Two hockey players approach each other head on, each traveling at the same speed [latex] {v}_{\text{i}} [/latex]. They collide and get tangled together, falling down and moving off at a speed [latex] {v}_{\text{i}}\text{/}5 [/latex]. What is the ratio of their masses?
You are coasting on your 10-kg bicycle at 15 m/s and a 5.0-g bug splatters on your helmet. The bug was initially moving at 2.0 m/s in the same direction as you. If your mass is 60 kg, (a) what is the initial momentum of you plus your bicycle? (b) What is the initial momentum of the bug? (c) What is your change in velocity due to the collision with the bug? (d) What would the change in velocity have been if the bug were traveling in the opposite direction?

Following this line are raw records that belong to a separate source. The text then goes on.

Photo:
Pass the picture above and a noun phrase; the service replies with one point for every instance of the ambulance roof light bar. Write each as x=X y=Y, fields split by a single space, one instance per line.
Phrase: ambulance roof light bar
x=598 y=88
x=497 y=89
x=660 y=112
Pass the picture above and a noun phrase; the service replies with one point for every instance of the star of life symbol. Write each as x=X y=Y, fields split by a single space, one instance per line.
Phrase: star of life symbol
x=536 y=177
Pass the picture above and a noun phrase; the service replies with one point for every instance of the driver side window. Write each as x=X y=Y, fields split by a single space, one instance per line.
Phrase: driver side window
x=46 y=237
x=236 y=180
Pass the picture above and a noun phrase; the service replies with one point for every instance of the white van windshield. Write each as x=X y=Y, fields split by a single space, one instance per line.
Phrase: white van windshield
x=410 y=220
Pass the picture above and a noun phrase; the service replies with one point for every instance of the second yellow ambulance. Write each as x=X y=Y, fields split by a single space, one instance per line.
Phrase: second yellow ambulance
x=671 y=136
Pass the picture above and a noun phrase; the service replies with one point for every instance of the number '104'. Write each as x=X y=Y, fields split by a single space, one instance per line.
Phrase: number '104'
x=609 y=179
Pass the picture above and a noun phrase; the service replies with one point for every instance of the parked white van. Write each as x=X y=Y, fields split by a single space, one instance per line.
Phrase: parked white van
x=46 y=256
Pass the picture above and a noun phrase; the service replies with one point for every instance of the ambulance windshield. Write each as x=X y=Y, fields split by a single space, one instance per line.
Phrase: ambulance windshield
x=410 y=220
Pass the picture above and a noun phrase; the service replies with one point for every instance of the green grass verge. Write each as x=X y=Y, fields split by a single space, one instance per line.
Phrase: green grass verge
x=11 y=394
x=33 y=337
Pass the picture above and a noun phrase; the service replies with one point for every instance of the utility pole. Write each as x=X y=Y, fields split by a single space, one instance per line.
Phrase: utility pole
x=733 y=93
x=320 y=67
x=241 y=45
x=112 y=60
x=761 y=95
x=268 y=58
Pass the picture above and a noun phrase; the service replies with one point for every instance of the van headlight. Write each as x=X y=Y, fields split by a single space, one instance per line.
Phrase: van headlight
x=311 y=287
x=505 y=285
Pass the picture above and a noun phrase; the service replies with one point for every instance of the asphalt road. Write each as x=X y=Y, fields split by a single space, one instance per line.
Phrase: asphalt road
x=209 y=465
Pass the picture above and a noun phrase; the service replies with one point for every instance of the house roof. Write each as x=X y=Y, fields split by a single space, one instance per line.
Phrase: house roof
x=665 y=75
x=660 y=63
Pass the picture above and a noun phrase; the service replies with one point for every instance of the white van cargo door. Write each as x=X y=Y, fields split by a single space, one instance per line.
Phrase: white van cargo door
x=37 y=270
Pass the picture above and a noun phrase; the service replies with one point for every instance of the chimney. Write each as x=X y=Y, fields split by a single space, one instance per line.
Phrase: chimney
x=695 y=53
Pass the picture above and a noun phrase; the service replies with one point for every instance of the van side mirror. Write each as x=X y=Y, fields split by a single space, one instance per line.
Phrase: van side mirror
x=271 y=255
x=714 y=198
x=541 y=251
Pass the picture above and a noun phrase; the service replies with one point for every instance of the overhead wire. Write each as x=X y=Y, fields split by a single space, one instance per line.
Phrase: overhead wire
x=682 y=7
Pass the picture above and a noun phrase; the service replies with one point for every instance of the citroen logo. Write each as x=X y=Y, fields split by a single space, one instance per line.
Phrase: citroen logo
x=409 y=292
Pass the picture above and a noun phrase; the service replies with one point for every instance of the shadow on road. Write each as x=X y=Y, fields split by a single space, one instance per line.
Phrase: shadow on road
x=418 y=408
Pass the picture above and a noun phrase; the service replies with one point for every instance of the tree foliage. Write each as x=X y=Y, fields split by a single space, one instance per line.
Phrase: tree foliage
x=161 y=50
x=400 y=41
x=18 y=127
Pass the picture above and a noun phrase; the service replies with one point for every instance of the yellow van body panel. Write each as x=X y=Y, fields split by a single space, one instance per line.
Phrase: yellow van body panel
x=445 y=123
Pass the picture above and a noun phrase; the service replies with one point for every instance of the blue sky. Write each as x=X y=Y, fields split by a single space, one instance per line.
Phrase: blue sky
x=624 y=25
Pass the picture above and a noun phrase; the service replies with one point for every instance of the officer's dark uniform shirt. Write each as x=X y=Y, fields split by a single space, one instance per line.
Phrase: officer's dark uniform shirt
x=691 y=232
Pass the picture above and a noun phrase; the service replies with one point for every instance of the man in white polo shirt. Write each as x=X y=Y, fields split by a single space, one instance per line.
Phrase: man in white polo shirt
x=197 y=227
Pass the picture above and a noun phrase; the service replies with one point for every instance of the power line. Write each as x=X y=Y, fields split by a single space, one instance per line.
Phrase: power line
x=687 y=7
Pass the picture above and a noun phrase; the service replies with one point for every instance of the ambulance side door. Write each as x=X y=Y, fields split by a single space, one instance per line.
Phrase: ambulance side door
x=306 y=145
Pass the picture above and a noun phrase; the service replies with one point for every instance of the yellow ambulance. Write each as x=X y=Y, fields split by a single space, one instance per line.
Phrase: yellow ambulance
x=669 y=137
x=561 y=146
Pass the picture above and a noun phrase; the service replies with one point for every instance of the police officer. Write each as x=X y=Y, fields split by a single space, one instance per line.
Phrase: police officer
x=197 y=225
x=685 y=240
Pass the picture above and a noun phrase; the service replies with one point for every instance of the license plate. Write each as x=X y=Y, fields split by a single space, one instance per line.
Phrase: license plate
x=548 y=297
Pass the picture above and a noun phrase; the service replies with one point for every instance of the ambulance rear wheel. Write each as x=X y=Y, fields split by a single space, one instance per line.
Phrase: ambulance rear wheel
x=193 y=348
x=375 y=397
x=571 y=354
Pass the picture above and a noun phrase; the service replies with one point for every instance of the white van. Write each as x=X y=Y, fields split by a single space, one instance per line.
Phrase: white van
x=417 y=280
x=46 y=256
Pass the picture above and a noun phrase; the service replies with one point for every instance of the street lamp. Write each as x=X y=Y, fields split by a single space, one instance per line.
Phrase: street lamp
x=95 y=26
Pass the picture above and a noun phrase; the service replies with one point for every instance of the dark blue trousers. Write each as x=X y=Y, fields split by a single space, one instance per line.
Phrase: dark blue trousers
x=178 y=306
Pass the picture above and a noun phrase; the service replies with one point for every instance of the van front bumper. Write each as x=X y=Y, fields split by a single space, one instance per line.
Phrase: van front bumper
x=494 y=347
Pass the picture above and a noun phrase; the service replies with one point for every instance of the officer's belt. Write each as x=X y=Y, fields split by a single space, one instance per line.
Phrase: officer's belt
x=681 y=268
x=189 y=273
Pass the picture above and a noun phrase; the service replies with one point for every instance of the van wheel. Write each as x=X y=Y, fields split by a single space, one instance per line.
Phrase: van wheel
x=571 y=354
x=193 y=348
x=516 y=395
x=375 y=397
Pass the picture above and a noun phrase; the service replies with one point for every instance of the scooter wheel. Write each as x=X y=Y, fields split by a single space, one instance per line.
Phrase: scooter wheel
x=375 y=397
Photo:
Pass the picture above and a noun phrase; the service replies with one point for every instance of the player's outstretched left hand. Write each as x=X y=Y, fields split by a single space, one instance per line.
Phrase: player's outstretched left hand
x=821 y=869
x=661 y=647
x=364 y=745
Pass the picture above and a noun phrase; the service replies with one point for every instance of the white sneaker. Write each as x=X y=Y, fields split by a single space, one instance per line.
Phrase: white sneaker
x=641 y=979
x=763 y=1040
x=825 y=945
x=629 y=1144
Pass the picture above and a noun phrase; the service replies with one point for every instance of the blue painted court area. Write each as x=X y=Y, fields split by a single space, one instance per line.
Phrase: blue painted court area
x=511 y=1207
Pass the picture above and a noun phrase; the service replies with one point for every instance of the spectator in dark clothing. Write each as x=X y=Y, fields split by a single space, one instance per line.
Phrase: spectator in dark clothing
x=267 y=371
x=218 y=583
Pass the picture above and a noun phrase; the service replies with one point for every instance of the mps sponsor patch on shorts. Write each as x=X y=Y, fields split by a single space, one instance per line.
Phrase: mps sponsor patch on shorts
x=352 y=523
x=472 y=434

A load of gravel is dumped straight down into a 30 000-kg freight car coasting at 2.2 m/s on a straight section of a railroad. If the freight car’s speed after receiving the gravel is 1.5 m/s, what mass of gravel did it receive?
Two carts on a straight track collide head on. The first cart was moving at 3.6 m/s in the positive x direction and the second was moving at 2.4 m/s in the opposite direction. After the collision, the second car continues moving in its initial direction of motion at 0.24 m/s. If the mass of the second car is 5.0 times that of the first, what is the mass and final velocity of the first car?

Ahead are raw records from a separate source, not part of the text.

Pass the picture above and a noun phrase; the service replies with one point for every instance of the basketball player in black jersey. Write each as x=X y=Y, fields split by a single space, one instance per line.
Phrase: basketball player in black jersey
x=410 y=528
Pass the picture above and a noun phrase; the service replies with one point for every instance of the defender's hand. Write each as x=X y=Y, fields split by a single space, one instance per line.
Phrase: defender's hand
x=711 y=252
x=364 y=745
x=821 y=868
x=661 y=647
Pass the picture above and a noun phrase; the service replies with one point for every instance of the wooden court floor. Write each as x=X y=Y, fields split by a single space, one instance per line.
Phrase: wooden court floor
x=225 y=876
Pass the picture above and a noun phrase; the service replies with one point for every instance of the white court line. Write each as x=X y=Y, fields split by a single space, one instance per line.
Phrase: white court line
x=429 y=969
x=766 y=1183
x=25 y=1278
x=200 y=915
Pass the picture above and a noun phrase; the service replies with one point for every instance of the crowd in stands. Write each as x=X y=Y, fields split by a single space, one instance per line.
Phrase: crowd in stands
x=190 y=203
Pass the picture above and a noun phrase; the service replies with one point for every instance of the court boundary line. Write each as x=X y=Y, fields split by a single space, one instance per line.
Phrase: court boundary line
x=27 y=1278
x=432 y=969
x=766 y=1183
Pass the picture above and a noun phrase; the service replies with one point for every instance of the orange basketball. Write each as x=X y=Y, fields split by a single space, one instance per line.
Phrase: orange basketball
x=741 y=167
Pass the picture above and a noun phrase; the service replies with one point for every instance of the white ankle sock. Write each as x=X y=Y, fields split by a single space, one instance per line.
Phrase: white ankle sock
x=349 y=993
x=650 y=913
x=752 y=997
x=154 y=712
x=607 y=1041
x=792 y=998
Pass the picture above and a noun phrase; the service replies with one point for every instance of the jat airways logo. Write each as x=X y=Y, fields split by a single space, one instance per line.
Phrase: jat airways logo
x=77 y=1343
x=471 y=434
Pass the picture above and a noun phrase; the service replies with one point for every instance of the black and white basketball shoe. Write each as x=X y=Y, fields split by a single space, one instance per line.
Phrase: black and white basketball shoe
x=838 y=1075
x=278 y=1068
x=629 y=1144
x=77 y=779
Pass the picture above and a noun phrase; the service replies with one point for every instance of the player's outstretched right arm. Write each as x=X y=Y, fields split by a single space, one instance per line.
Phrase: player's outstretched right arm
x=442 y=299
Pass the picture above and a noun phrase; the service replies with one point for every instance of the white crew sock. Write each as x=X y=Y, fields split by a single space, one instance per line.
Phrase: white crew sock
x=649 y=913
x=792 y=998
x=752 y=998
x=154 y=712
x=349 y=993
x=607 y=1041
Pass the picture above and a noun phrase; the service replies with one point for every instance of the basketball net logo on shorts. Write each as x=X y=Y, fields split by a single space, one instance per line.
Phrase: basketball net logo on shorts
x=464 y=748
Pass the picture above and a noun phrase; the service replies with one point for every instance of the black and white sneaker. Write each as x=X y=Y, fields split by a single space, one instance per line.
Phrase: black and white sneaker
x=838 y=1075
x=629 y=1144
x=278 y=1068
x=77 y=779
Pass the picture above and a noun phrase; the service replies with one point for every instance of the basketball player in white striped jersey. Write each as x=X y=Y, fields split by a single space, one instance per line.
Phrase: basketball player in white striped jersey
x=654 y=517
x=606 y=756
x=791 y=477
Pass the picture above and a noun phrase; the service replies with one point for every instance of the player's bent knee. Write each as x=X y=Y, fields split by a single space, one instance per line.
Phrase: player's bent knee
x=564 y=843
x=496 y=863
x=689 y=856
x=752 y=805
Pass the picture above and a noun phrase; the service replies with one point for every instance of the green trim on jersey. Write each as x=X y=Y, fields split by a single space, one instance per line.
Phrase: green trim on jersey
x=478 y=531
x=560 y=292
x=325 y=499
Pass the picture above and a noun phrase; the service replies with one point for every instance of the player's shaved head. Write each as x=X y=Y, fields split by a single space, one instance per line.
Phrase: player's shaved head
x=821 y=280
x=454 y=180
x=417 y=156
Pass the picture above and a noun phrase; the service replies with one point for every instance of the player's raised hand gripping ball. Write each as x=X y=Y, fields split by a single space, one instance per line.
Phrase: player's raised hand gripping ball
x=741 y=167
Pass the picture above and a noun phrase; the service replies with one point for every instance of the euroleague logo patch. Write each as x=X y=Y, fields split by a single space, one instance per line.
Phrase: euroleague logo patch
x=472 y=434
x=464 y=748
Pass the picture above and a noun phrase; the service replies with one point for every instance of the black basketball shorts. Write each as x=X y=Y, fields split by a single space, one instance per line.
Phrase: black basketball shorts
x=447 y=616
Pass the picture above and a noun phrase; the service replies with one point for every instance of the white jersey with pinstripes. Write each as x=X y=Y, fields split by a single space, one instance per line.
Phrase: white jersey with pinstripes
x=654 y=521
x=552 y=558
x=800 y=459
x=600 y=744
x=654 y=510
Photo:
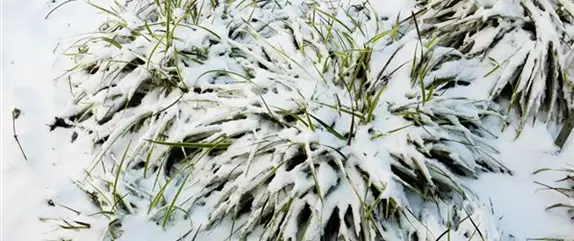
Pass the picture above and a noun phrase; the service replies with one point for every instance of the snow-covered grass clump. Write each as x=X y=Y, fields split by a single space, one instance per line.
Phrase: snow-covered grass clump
x=303 y=120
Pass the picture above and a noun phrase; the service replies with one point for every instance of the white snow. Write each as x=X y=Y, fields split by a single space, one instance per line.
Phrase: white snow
x=31 y=46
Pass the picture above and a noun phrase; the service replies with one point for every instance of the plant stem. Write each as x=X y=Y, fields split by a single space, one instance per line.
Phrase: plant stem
x=15 y=115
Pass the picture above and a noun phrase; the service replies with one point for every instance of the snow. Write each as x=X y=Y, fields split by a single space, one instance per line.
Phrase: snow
x=517 y=200
x=30 y=61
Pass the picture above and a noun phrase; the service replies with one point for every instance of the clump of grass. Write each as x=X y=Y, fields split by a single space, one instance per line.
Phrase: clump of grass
x=273 y=120
x=533 y=74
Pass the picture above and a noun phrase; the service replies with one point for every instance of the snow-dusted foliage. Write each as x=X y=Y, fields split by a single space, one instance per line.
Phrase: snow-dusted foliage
x=297 y=120
x=528 y=43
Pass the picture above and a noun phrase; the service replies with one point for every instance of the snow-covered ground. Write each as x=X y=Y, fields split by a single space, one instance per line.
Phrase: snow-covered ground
x=31 y=46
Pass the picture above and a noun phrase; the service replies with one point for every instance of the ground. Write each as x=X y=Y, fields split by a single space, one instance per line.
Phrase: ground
x=30 y=61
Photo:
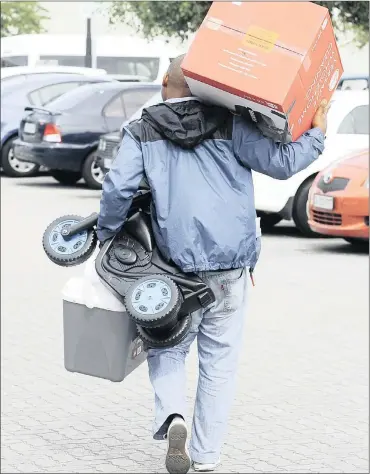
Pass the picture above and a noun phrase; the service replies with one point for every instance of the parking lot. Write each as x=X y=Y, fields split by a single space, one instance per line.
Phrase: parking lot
x=302 y=400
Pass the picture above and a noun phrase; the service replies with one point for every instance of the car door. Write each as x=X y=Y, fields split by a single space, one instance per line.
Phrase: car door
x=114 y=113
x=352 y=133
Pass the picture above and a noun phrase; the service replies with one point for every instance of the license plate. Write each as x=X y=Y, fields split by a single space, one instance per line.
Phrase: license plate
x=21 y=153
x=107 y=163
x=29 y=128
x=323 y=202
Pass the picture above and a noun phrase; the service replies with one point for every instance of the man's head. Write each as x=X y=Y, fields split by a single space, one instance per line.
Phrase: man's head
x=174 y=85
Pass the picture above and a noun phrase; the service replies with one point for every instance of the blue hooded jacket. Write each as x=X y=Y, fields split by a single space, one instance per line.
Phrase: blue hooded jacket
x=197 y=160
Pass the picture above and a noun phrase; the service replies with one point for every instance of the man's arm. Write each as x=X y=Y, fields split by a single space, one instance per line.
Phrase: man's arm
x=276 y=160
x=119 y=186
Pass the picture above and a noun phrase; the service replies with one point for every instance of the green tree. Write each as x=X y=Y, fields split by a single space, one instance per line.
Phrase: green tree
x=21 y=18
x=179 y=19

A 100-kg astronaut finds himself separated from his spaceship by 10 m and moving away from the spaceship at 0.1 m/s. To get back to the spaceship, he throws a 10-kg tool bag away from the spaceship at 5.0 m/s. How long will he take to return to the spaceship?
Derive the equations giving the final speeds for two objects that collide elastically, with the mass of the objects being [latex] {m}_{1} [/latex] and [latex] {m}_{2} [/latex] and the initial speeds being [latex] {v}_{\text{1,i}} [/latex] and [latex] {v}_{\text{2,i}}=0 [/latex] (i.e., second object is initially stationary).
Repeat the preceding problem for the case when the initial speed of the second object is nonzero.
A child sleds down a hill and collides at 5.6 m/s into a stationary sled that is identical to his. The child is launched forward at the same speed, leaving behind the two sleds that lock together and slide forward more slowly. What is the speed of the two sleds after this collision?
For the preceding problem, find the final speed of each sled for the case of an elastic collision.
A 90-kg football player jumps vertically into the air to catch a 0.50-kg football that is thrown essentially horizontally at him at 17 m/s. What is his horizontal speed after catching the ball?
Three skydivers are plummeting earthward. They are initially holding onto each other, but then push apart. Two skydivers of mass 70 and 80 kg gain horizontal velocities of 1.2 m/s north and 1.4 m/s southeast, respectively. What is the horizontal velocity of the third skydiver, whose mass is 55 kg?
Two billiard balls are at rest and touching each other on a pool table. The cue ball travels at 3.8 m/s along the line of symmetry between these balls and strikes them simultaneously. If the collision is elastic, what is the velocity of the three balls after the collision?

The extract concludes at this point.